My name is Raphael Aggio and I would like to welcome you to my website. I am an electronic technician and a biologist. In the beginning of my career I worked for about 5 years at Philips Telecommunications - Brazil, performing installation and maintenance of telephone systems. I then decided to study biology and during most of my bachelors I worked with macro-ecology, etno-biology, fisheries and conservation. When I was about to finish my bachelors I then received a proposal to do a PhD at The University of Auckland - New Zealand, where I was first introduced to Metabolomics and Systems Biology. My PhD was then developed on the analysis of microbial metabolome, construction of metabolic networks for flux balance analysis (FBA) and the development of computer tools to improve the quality and the speed of pipelines for Metabolomics and Systems Biology. I recently created this website in order to store and share some of the computer tools I have developed in the last few years. Feel free to browse around and please contact me if you have any feedback.

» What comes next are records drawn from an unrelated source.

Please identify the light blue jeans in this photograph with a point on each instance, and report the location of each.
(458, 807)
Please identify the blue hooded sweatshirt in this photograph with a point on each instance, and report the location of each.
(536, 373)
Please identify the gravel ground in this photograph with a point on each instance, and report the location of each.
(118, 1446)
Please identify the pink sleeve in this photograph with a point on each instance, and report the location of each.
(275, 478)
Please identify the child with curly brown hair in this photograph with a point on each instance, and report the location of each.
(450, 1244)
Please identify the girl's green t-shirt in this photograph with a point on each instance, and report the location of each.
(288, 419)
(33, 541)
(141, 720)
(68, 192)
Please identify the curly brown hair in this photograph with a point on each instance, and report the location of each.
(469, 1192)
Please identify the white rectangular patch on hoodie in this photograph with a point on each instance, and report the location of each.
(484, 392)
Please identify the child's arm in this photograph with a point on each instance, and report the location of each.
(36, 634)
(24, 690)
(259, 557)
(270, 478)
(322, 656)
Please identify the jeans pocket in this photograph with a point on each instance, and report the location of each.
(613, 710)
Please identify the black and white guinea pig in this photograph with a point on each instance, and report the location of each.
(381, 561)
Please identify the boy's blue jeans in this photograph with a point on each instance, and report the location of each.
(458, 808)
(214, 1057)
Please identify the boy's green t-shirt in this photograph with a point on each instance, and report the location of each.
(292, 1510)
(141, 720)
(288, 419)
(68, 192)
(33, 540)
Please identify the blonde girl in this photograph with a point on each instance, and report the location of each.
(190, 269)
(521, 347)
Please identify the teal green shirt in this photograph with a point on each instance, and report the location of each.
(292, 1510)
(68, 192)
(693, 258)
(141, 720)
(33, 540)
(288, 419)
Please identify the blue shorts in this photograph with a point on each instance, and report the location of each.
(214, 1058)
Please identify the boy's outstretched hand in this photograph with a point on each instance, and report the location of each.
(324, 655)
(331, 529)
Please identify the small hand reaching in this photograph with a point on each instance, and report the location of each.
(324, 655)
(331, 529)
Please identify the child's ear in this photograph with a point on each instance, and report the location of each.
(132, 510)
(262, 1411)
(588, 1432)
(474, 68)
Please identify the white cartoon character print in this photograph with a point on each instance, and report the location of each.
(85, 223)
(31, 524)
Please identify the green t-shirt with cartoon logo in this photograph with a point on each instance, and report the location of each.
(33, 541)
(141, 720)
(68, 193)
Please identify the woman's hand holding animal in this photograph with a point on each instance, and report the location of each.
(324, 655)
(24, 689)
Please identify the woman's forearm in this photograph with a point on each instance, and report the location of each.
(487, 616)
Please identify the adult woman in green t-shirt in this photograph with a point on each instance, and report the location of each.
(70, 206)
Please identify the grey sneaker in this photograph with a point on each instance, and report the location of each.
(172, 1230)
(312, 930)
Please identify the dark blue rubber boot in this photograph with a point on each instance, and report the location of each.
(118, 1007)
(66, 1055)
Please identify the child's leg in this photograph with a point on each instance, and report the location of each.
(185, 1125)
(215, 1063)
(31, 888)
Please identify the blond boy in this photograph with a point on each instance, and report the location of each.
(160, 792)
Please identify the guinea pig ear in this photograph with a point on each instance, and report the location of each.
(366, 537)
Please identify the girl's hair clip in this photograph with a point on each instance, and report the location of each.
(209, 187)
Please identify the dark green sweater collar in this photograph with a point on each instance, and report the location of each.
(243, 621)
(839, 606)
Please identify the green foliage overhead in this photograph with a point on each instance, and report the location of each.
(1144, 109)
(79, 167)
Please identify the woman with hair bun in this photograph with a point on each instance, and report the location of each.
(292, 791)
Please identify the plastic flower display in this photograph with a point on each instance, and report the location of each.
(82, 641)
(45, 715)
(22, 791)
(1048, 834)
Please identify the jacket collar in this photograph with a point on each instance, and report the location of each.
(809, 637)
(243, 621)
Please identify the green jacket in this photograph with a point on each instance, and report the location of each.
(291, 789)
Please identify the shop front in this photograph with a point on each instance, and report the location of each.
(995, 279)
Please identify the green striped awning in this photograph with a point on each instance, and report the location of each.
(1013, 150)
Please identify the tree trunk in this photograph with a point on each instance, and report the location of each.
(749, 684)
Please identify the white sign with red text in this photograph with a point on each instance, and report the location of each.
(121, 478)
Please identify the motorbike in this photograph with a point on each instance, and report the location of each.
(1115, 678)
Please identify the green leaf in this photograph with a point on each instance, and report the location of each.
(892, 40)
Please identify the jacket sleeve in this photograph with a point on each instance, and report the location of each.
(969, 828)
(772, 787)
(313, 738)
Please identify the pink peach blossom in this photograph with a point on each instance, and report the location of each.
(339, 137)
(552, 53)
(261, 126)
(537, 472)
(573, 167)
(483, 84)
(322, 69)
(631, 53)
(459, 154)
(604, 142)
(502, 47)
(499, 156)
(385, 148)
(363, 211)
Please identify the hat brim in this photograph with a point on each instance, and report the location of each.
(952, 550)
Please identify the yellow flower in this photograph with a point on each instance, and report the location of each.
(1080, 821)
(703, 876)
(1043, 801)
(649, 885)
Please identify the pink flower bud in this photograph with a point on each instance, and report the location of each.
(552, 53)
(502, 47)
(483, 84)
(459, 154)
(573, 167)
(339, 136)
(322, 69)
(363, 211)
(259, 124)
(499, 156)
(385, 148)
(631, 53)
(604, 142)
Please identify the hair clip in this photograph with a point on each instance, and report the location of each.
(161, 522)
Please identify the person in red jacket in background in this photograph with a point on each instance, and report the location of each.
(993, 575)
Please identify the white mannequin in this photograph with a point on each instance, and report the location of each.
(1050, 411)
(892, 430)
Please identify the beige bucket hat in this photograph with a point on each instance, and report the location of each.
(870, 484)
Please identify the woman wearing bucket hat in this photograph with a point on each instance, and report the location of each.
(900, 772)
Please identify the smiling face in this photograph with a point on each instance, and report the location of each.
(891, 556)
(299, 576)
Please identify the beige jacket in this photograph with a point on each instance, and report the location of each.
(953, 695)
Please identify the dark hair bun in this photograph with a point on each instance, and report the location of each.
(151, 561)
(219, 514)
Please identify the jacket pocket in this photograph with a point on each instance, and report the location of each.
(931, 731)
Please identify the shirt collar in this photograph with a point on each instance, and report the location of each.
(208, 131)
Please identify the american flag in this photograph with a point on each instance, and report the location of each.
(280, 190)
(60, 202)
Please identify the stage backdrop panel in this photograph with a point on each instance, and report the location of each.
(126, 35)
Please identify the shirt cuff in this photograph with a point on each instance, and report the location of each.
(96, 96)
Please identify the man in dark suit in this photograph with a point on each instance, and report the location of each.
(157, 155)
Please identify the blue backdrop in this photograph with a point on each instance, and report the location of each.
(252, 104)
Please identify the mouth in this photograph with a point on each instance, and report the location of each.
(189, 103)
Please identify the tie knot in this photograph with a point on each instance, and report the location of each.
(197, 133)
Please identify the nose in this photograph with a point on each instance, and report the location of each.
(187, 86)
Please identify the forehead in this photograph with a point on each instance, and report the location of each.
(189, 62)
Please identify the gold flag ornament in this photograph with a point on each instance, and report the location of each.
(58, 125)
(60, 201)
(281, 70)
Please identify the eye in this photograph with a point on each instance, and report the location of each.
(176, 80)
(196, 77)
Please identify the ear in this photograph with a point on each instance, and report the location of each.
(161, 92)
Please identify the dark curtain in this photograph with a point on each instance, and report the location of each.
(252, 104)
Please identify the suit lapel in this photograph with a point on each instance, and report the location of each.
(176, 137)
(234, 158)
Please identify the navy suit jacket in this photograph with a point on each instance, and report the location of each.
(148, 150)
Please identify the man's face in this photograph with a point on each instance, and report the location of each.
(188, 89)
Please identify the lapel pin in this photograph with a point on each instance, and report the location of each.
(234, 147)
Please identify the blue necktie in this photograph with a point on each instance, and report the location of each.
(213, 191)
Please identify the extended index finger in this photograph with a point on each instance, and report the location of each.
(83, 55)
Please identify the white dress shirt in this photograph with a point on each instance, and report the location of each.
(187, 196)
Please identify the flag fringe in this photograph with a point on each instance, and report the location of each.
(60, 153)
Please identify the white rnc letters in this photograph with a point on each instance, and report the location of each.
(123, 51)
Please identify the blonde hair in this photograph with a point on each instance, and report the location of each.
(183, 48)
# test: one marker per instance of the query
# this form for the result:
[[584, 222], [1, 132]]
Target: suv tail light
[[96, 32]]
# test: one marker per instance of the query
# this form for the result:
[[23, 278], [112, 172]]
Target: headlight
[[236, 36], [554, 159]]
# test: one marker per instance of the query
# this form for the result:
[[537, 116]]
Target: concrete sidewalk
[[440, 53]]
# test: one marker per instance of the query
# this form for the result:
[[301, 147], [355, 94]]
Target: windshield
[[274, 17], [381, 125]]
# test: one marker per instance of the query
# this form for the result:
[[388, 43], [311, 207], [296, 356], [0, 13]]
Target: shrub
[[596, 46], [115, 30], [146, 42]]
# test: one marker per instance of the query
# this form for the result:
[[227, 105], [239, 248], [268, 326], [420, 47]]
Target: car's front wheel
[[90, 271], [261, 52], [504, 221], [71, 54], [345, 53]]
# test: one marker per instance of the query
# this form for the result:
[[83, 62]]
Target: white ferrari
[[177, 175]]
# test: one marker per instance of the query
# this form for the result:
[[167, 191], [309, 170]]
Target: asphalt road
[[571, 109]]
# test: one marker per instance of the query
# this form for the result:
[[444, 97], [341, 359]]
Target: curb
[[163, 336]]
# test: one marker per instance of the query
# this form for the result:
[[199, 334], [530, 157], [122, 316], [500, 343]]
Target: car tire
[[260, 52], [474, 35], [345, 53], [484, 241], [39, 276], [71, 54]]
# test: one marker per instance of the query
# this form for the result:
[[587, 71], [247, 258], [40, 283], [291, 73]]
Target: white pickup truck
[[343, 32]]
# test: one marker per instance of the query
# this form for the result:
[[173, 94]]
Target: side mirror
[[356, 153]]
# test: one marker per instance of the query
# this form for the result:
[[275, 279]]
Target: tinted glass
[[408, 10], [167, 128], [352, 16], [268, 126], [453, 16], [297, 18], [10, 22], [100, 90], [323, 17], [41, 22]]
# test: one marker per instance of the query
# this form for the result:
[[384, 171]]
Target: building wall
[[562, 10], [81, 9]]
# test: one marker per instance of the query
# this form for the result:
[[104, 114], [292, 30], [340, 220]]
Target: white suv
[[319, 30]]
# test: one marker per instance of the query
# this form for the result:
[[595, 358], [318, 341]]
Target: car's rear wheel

At the moment I am a Research Associate at The University of Liverpool, where I am applying bioinformatics to classify metabolomics data based on extracted patterns of Volatile Organic Compounds (VOCs). I am certainly opened for collaborations involving the analysis of interesting datasets and/or to develop new computer tools. Of course, you are more than welcome to contribute and improve any of the tools I have developed.


Raphael Aggio

raphael.aggio [at] gmail.com




R packages

-------------------------------

------------< Metab >------------

-------------------------------

Metab is an R package developed to process metabolomics data in a high-throughput manner. Metab processes data previously analysed by the Automated Mass Spectral Deconvolution and Identification System (AMDIS) and allows users to perform data normalisation and statistical analyses. Metab is available at the Bioconductor database and it can also be downloaded here.

Requirements

Metab requires 3 packages: xcms, svDialogs and pander. These packages can also be downloaded from Bioconductor or CRAN.

Installing Metab from Bioconductor

If you decide to install Metab from Bioconductor, you can copy the following code and paste it in your R console. It should download Metab, its required packages and perform all the installation:

### Load biocLite - a Bioconductor script to
### automate the download and installation of
### required packages #####
source("http://bioconductor.org/biocLite.R")
### Install Metab ####
biocLite("Metab")

Installing Metab from source file

If you decide to install Metab using the source file available here, you can follow the steps described bellow:

### Install required packages
source("http://bioconductor.org/biocLite.R")
biocLite(c("xcms", "svDialogs", "pander”))
### Install Metab
install.packages(“Metab_0.99.7.tar.gz", type = "source")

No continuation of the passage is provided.